Map with seven subdistricts

| No. | Subdistricts | Thai | Villages | Pop. |
|---|---|---|---|---|
| 1. | Koh Wai | เกาะหวาย | 6 | 3,734 |
| 2. | Koh Pho | เกาะโพธิ์ | 7 | 2,828 |
| 3. | Pak Phli | ปากพลี | 7 | 3,482 |
| 4. | Khok Kruat | โคกกรวด | 7 | 3,084 |
| 5. | Tha Ruea | ท่าเรือ | 8 | 3,845 |
| 6. | Nong Saeng | หนองแสง | 9 | 3,219 |
| 7. | Na Hin Lat | นาหินลาด | 7 | 3,846 |
|  |  | Total | 51 | 24,038 |

===Local government===
As of December 2023 there is Koh Wai subdistrict municipality (thesaban tambon), which covers part of subdistrict Koh Wai. There are further seven subdistrict administrative organizations - SAO (ongkan borihan suan tambon - o bo tjo). Koh Wai SAO covers a part of subdistrict Koh Wai and the other six cover the whole subdistrict.

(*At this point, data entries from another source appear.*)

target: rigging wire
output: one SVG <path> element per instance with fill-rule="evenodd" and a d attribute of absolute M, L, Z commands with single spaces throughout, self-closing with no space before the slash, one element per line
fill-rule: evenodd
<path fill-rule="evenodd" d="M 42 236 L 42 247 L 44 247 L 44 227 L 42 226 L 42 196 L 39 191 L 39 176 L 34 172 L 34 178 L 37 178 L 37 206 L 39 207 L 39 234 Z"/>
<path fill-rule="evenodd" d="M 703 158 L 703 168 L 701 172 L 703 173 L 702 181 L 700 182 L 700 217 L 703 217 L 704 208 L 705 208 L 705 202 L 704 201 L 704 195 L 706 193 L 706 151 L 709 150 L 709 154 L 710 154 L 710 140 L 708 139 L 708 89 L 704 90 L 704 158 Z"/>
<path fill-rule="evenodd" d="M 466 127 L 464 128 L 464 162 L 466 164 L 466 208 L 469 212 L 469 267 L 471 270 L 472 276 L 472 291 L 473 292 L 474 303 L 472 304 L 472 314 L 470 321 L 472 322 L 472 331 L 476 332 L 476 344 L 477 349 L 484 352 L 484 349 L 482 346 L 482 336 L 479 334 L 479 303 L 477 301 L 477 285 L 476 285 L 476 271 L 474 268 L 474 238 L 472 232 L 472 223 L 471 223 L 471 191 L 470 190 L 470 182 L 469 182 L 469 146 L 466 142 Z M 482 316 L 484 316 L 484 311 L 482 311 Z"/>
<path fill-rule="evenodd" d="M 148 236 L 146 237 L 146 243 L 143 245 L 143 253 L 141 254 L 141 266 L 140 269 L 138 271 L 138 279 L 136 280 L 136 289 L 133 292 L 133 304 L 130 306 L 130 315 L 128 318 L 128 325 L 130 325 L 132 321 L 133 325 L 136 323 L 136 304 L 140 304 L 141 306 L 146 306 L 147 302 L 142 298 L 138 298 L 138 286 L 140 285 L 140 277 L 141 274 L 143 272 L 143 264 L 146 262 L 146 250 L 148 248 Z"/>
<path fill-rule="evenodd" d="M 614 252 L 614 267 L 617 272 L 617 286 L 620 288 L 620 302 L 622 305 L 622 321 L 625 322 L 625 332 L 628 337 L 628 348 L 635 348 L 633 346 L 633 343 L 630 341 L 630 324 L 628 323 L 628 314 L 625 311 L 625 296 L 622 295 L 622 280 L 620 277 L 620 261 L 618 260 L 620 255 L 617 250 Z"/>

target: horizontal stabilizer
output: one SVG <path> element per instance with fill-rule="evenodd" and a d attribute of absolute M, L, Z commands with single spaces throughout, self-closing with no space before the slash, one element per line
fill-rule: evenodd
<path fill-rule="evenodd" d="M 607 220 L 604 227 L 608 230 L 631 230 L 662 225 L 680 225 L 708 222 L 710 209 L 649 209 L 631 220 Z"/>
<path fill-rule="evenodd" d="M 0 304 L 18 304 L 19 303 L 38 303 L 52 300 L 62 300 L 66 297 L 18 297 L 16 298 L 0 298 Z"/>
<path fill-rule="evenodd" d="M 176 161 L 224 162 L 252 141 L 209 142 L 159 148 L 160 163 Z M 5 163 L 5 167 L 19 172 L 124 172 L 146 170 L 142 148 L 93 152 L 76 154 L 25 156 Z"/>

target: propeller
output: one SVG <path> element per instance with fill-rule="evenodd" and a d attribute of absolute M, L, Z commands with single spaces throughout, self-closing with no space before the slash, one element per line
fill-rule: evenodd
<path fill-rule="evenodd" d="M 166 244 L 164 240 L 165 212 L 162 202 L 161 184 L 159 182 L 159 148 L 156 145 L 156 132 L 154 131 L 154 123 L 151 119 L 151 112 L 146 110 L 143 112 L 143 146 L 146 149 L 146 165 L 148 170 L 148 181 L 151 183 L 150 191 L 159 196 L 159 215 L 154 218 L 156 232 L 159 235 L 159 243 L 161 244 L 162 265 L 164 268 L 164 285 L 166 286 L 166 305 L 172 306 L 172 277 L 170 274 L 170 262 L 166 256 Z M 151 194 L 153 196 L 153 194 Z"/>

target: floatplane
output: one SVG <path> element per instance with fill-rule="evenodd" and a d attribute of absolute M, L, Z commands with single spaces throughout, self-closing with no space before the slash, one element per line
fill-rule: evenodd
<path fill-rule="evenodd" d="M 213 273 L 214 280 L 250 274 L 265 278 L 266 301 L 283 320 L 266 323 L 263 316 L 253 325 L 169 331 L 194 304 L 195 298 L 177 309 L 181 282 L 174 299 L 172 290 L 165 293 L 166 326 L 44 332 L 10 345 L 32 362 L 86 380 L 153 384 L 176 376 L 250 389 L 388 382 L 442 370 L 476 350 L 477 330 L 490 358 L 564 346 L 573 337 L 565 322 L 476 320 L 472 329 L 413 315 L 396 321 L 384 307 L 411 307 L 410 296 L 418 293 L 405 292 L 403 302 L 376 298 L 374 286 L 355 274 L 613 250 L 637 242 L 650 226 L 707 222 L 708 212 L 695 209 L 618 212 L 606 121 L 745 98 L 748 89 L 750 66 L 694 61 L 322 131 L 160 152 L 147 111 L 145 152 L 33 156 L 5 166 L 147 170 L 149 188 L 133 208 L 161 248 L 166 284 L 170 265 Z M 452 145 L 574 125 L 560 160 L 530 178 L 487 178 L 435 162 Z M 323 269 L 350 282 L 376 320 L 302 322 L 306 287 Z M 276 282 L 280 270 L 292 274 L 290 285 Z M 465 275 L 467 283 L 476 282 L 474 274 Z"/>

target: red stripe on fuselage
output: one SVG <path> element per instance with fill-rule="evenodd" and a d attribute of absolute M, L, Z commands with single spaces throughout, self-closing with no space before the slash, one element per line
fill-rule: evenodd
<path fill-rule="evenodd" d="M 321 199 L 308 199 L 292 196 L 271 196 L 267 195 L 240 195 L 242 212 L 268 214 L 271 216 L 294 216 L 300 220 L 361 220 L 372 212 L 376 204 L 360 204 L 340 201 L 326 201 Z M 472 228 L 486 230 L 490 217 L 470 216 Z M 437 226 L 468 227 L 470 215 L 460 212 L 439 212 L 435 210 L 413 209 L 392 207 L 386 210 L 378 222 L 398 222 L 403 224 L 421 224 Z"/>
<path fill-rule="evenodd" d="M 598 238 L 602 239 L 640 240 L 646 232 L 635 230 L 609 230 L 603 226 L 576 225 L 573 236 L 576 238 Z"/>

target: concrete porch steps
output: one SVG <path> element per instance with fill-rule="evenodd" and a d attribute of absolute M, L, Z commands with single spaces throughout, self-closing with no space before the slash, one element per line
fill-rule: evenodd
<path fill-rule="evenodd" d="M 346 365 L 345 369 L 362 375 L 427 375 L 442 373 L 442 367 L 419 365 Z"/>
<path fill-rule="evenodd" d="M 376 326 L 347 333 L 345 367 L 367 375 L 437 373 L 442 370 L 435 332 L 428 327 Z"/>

| Subdistrict municipality | Pop. | website |
|---|---|---|
| Koh Wai | 1,720 | kohwaicity.go.th |

| Subdistrict adm.org.-SAO | Pop. | website |
|---|---|---|
| Na Hin Lat | 3,846 | nahinlat.go.th |
| Tha Ruea | 3,845 | tharue.go.th |
| Pak Phli | 3,482 | pakplee.go.th |
| Nong Saeng | 3,219 | nong-saeng.go.th |
| Khok Kruat | 3,084 | kokkruat.go.th |
| Koh Pho | 2,828 | kopho.go.th |
| Koh Wai | 2,014 | kowai.go.th |

==Healthcare==
===Government hospitals===
There is Pak Phli community hospital with 10 beds.
===Health-promoting hospitals===
There are total 9 health-promoting hospitals in the district, of which; one in Pak Phli, Khok Kruat, Tha Ruea, Na Hin Lat and Koh Wai and two in Koh Pho and Nong Saeng.

==Religion==
There are thirty-nine Theravada Buddhist temples in the district.

Three in Pak Phli, four in Koh Pho and Na Hin Lat, five in Khok Kruat, six in Koh Wai and Tha Ruea and eleven in Nong Saeng.